И все рассмеялись, даже Абид – с видимым облегчением.

– А… он? – вдруг посерьезнев, спросил парнишка. – Что с ним-то будет?

– Да ничего с ним не будет, – отмахнулся серым рукавом усатый. – Переживет. Не впервой.

Абид явственно сглотнул – дернулся кадык на шее.

– Ну так что? По рукам? – умильно улыбнулся сомоусый.

– По рукам, – дрожащим голосом ответил Абид.

И протянул дрожащую руку. Бедуины одобрительно похлопали его по плечам.

А джинн, видя, что парнишку никто не трогает, а люди вроде как не замышляют смертоубийства, быстро заперебирал лапками и побежал вдоль по балке. Он хотел все-таки поспеть к ночной молитве и проявить уважение к вере. А еще потому что ночь затягивалась, и джинну в этой глухой тьме сделалось как-то не по себе.

* * *

Следующий день, утро


Крики и гул толпы бились в ушах, как морской прибой. Марваз, сопя под двойной кольчугой, поправил обвязку на шлеме. Пекло, несмотря на ранний час. Головной платок уже весь вымок, с него неприятно подтекало за шиворот.

И, тем не менее, ятрибец довольно улыбался: победа! И какая! Да и кошмары отступили, ничего плохого больше не снилось. Хорошо! Лекарь сказал, что здоровье идет на поправку, скоро можно будет даже настойки не пить – ну, раз ничего больше не мерещится и не снится. Хорошо!..

Марваз улыбнулся яркому небу и празничной круговерти вокруг.

Конный каид бестолково рысил вдоль строя – гвардейцы отжимали толпу от середины улицы. За спиной Марваза толкались, орали, пихались локтями, грызли семечки, кидались косточками, вопили, проклинали, славили Всевышнего, проливали с балконов воду с патокой и вино, облитые правоверные из не столь удачливых – место у окна и на балконе вдоль улиц, по которым следовал халиф, стоило не меньше пятнадцати динаров – возмущенно галдели, в воздух летели лепестки роз, семечки, зерна и косточки. Иногда персиковые. Стоявшего сзади Рафика такая – здоровая, что твой снаряд для камнемета, – вдарила как раз по затылку, шлем звенел куда как долго, и все слушали, как Рафик поносит персикоеда, и его сестер, и мать, и родню.

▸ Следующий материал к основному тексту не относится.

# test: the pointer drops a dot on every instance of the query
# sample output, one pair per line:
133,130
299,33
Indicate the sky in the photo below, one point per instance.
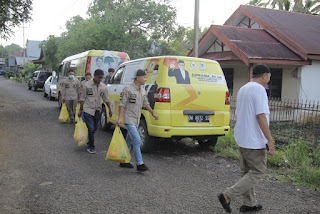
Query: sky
49,17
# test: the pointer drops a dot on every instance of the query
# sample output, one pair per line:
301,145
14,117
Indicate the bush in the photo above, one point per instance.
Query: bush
297,162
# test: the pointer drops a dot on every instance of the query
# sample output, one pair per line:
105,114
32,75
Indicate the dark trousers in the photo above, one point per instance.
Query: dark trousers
92,123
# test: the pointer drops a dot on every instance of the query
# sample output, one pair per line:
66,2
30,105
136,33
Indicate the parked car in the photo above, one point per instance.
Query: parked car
50,88
37,80
2,72
190,96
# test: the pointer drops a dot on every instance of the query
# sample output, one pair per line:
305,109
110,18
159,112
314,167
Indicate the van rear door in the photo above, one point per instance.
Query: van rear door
198,93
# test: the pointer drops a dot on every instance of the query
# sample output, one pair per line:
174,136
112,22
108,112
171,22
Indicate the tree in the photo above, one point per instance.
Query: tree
300,6
13,13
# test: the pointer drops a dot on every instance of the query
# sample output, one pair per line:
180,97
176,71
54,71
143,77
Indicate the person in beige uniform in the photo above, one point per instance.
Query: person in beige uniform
90,103
133,98
70,93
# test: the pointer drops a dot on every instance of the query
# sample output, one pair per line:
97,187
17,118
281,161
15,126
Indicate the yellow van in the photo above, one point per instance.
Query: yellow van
89,61
190,96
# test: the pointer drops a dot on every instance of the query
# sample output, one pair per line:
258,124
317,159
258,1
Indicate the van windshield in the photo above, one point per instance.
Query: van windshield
107,60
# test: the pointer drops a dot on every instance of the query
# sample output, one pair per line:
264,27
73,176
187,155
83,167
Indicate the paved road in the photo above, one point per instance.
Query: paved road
42,170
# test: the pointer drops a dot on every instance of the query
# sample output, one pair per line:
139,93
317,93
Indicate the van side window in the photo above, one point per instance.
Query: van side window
117,76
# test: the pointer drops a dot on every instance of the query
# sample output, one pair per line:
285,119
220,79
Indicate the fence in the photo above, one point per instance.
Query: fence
290,119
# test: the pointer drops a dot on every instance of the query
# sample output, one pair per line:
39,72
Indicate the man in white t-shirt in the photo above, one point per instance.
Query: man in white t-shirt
254,139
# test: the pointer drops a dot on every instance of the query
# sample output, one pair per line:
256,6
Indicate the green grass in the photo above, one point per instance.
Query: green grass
297,162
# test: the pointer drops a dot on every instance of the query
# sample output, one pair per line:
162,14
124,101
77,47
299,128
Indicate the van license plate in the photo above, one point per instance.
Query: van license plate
199,118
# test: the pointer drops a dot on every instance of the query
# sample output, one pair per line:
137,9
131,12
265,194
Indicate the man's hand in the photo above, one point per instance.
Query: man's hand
118,122
271,148
80,113
155,116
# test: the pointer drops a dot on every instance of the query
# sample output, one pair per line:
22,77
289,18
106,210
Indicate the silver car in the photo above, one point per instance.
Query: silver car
50,88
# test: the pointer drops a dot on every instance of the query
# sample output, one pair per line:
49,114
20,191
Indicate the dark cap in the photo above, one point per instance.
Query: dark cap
140,73
111,70
98,73
260,69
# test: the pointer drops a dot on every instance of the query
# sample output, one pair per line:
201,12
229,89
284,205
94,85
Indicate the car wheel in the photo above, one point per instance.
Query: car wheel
104,125
146,140
50,97
59,101
208,142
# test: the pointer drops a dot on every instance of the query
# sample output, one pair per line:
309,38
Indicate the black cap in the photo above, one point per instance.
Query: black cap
260,69
111,70
98,73
140,73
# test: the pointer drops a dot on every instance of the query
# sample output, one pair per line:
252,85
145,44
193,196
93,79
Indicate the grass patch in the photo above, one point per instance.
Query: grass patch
298,162
226,147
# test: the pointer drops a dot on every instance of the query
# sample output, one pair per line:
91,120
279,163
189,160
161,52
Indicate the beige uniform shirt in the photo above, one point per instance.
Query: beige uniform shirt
70,89
133,99
91,94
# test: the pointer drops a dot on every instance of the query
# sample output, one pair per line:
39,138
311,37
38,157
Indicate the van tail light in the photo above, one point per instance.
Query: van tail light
162,95
227,102
88,64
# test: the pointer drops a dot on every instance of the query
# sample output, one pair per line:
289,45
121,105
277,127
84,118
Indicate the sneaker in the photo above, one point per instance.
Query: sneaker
126,165
142,168
245,208
91,151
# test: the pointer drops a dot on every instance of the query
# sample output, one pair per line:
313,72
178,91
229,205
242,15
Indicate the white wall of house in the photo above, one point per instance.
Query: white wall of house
310,82
290,83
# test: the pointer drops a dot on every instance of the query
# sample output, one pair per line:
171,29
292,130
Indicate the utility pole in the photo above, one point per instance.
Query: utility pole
196,29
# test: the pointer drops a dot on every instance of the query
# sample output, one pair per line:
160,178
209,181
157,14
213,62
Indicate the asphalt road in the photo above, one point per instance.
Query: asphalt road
42,170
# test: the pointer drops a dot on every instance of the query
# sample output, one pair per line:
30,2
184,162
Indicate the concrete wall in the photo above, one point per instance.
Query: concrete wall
310,84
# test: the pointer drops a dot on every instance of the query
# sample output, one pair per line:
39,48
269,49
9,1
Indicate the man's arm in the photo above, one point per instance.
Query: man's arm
263,123
121,110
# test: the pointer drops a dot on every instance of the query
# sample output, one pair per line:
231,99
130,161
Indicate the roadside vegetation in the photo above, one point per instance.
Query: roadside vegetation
297,162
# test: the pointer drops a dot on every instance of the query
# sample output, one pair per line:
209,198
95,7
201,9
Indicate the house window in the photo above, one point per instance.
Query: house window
228,73
275,84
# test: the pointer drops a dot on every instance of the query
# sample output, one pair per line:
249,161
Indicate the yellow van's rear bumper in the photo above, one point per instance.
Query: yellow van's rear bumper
169,131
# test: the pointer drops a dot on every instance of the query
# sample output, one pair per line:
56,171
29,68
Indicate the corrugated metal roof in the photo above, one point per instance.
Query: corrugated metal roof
255,43
297,29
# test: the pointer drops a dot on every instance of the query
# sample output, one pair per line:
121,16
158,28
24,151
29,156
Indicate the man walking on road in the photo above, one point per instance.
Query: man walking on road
90,103
70,93
253,137
133,98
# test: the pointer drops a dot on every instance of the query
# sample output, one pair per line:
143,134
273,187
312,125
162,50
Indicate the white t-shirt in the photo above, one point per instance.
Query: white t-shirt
252,100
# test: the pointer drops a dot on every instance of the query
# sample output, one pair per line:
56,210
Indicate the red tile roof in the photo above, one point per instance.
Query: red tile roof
255,43
300,32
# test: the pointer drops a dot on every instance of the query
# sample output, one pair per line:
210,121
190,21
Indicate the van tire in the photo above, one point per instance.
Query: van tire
207,142
147,141
104,124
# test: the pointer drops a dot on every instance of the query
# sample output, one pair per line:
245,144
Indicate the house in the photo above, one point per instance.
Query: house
289,43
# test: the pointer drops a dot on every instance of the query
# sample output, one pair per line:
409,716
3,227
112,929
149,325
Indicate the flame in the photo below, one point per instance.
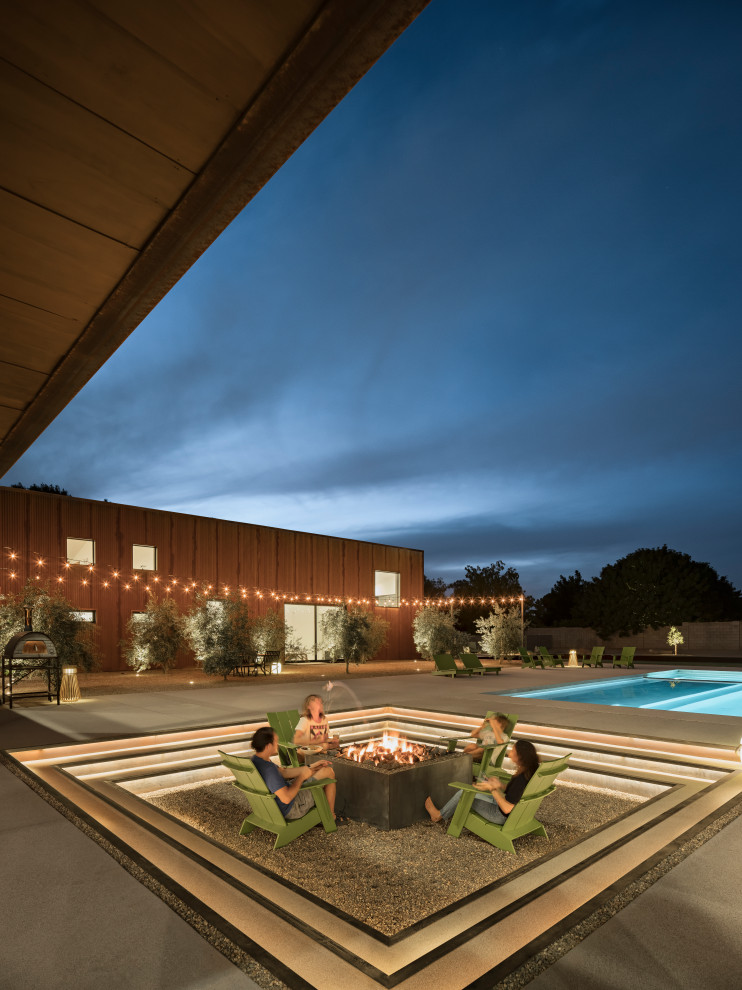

Изразцы огромных ворот Золотого дворца нестерпимо горели на солнце, бирюза купола ослепительно пылала – как в полдень. Марваз то и дело смигивал: блики и солнечные зайчики скакали по верхушкам шлемов и остриям копий. Место в оцеплении доставалось по жребию, и Марвазу не повезло, ох не повезло, стоял он у самых ворот, в самом конце пути роскошной процессии. Каиду Хунайну с ханаттани, кстати, выпало куда как более удачное – у самых Речных ворот, да. А ятрибцу приходилось довольствоваться криками рассказчиков, проталкивавшихся через плотную толпу с медным тазом в поднятых руках: бросайте монеты, правоверные, бросайте монеты, слушайте, слушайте!

…Халиф аль-Мамун, да продлит его дни Всевышний, вступил в город!

Толпа отозвалась восторженным ревом, в тазы заколотили медяшки.